MCB adalah alat pengaman listrik yang biasanya terpasang di dekat meteran listrik atau panel pembagi listrik rumah. Fungsinya adalah memutus arus listrik ketika terjadi beban berlebih, hubungan pendek, atau gangguan pada instalasi.

Misalnya, kamu menyalakan terlalu banyak alat elektronik sekaligus. Jika total daya yang digunakan melebihi kapasitas listrik rumah, MCB bisa turun agar kabel dan perangkat listrik tidak panas berlebihan. Dengan begitu, risiko kerusakan alat elektronik atau kebakaran akibat listrik bisa dikurangi.

Karena perannya sangat penting, kondisi MCB perlu diperhatikan. Jika muncul bunyi berdengung, panas berlebih, bau gosong, atau sering turun sendiri, itu bisa menjadi tanda bahwa ada masalah yang perlu segera diperiksa.

Kenapa MCB Bisa Mengeluarkan Bunyi Berdengung?

Bunyi berdengung pada MCB biasanya muncul karena adanya getaran pada komponen listrik di dalamnya. Getaran ini bisa terjadi akibat arus listrik yang tidak stabil, sambungan kabel yang kurang kuat, atau komponen MCB yang sudah mulai aus.

Pada kondisi tertentu, dengungan kecil memang bisa muncul sesaat ketika beban listrik sedang tinggi. Namun, jika suara terus terdengar, semakin keras, atau disertai panas dan bau terbakar, kamu harus lebih waspada.

Masalah listrik sebaiknya tidak dianggap ringan. MCB yang berdengung bisa menjadi tanda awal sebelum terjadi gangguan yang lebih serius.

Penyebab MCB Mengeluarkan Bunyi Berdengung

Ada beberapa penyebab umum kenapa MCB di rumah bisa berbunyi dengung. Berikut penjelasannya.

Beban Listrik Terlalu Berat

Penyebab paling umum adalah beban listrik yang terlalu besar. Ini terjadi ketika penggunaan listrik di rumah mendekati atau melebihi kapasitas daya yang tersedia.

Contohnya, kamu menyalakan AC, mesin cuci, rice cooker, pompa air, dispenser, dan setrika secara bersamaan. Jika kapasitas listrik rumah tidak cukup, MCB akan bekerja lebih berat. Dalam kondisi seperti ini, MCB bisa mengeluarkan suara dengung karena arus yang melewatinya cukup tinggi.

Jika dibiarkan terus-menerus, beban berlebih bisa membuat kabel panas, MCB cepat rusak, dan alat elektronik lebih rentan bermasalah.

Sambungan Kabel Longgar

Kabel yang tidak terpasang kuat pada terminal MCB juga bisa menyebabkan bunyi berdengung. Sambungan yang longgar dapat memicu percikan kecil, panas, dan getaran listrik.
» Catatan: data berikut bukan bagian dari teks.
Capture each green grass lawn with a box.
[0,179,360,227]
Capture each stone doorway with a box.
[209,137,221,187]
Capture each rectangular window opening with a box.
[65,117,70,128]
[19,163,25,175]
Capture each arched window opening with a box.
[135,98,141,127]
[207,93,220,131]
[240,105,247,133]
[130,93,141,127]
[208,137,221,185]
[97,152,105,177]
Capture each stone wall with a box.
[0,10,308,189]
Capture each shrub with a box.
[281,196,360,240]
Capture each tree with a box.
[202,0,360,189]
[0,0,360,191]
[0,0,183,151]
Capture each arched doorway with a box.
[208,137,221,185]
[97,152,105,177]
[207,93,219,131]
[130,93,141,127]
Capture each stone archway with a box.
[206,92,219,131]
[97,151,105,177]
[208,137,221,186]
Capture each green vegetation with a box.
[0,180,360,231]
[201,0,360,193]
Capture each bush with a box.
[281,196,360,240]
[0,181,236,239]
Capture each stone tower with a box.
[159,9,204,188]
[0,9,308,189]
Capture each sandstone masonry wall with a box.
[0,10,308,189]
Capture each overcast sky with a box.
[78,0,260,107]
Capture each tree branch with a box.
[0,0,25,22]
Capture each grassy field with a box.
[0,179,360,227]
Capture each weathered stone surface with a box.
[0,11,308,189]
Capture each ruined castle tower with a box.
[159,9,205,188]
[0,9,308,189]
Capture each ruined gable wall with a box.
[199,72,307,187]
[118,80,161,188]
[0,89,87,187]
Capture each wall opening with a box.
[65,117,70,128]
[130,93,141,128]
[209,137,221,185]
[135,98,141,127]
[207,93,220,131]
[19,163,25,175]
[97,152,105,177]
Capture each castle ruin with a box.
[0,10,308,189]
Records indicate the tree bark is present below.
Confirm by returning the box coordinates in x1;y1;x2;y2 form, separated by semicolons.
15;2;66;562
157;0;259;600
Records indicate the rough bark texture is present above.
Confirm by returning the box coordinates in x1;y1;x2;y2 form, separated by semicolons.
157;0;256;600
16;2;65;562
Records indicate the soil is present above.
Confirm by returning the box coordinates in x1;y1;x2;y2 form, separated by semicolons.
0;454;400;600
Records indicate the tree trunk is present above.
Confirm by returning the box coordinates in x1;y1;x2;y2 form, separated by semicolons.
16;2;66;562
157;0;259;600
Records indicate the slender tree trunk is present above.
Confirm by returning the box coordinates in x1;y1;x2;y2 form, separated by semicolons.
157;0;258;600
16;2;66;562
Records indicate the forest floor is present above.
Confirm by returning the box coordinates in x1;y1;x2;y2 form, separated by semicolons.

Masalah ini cukup berbahaya karena bisa menyebabkan terminal MCB meleleh atau gosong. Biasanya tanda yang muncul adalah MCB terasa panas, ada bau seperti plastik terbakar, atau bagian sekitar panel berubah warna.

Jika kamu mencurigai ada sambungan kabel longgar, jangan mencoba mengencangkan sendiri jika tidak paham instalasi listrik. Lebih aman memanggil teknisi listrik yang berpengalaman.

MCB Sudah Lemah atau Rusak

MCB juga memiliki usia pakai. Jika sudah terlalu lama digunakan, kualitas komponen di dalamnya bisa menurun. Akibatnya, MCB tidak lagi bekerja sebaik sebelumnya.

MCB yang mulai rusak bisa mengeluarkan bunyi berdengung, mudah panas, sering turun tanpa sebab jelas, atau tidak responsif saat terjadi gangguan listrik. Dalam kondisi seperti ini, mengganti MCB dengan yang baru adalah pilihan yang lebih aman.

Pastikan MCB pengganti memiliki ukuran ampere yang sesuai dengan kapasitas listrik rumah. Jangan asal memasang MCB dengan ampere lebih besar hanya supaya listrik tidak sering turun, karena itu bisa membahayakan instalasi.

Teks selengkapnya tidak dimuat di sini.